5) Circular economy initiatives: In recent years, China’s commitment to a circular economy is evident in its achievement of recycling rates exceeding 90% for key industries, emphasizing remarkable resource efficiency and waste reduction. Government policies have facilitated the sustainable use of materials, leading to a substantial reduction in environmental impact and positioning China as a global leader in circular economy practices. This strategic emphasis on sustainability aligns with broader environmental goals and fosters a more resource-efficient and eco-friendly industrial landscape.
6) International cooperation: China’s proactive engagement in international collaborations on environmental issues is underscored by its commitment to the Belt and Road Initiative (BRI), where green development principles are integrated into infrastructure projects. Particularly, this commitment has resulted in the establishment of over 100 green BRI demonstration projects, promoting sustainable practices in partner countries and exemplifying China’s global leadership in environmentally conscious development. This collaboration aligns with a shared vision for a greener and more sustainable future on an international scale.
Yulia: What skills does a young scholar in China need to have in order to find a good job?
A young scholar in China aiming to secure a good job should possess a blend of technical proficiency, adaptability, and soft skills. Proficiency in relevant technologies, a strong academic foundation, and the ability to apply theoretical knowledge in practical settings are essential.
Effective communication, problem-solving capabilities, adaptability to evolving work environments, and a proactive attitude towards continuous learning are crucial skills that enhance a young scholar’s employability in the competitive job market.
Yulia: What challenges did you have when you were studying Chinese language? And how did you solve them?
Despite the English-centric academic environment, I maintained a strong interest in learning Chinese. Initially, I attended introductory classes for three months to grasp basic terms.

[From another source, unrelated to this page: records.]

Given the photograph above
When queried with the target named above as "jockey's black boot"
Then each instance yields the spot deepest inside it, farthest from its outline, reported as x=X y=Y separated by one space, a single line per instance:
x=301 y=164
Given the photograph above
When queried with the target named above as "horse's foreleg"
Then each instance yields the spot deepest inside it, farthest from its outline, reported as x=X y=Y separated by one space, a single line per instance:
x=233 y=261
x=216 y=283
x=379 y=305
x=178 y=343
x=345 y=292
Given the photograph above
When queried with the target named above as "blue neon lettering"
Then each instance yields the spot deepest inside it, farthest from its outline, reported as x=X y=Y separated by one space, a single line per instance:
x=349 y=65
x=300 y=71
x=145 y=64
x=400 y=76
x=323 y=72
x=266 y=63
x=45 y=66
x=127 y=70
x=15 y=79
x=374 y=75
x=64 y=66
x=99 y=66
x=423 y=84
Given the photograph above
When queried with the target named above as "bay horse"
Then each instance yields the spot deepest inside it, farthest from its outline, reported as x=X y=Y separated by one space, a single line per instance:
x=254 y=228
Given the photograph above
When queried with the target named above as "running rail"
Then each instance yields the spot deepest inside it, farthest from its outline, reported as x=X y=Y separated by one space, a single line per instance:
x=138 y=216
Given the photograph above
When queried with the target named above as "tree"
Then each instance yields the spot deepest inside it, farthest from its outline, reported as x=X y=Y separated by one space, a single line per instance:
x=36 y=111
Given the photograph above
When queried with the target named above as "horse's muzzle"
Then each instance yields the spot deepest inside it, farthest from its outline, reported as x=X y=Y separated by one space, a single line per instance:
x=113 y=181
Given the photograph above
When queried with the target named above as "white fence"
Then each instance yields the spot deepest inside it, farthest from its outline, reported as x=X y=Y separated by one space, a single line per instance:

Realizing the importance of expanding my vocabulary for fluent communication, I actively engaged with local people, especially in everyday situations like shopping, and fostered friendships with Chinese individuals.
I am genuinely impressed by the friendly character of the Chinese people, who consistently supported me, corrected my language errors, and encouraged my learning efforts.
Yulia: What advice would you give yourself at the start of your career path in China?
If I were at the start of my career path in China, I would advise myself to focus on continuous language improvement, actively engage with the local community to enhance cultural understanding, and leverage networking opportunities within both academic and corporate spheres.
Additionally, I would emphasize the importance of balancing theoretical knowledge gained during studies with practical skills, ensuring a holistic approach to professional development. Staying open to learning, embracing challenges, and maintaining a proactive attitude would be key elements in navigating and succeeding in the dynamic professional landscape in China.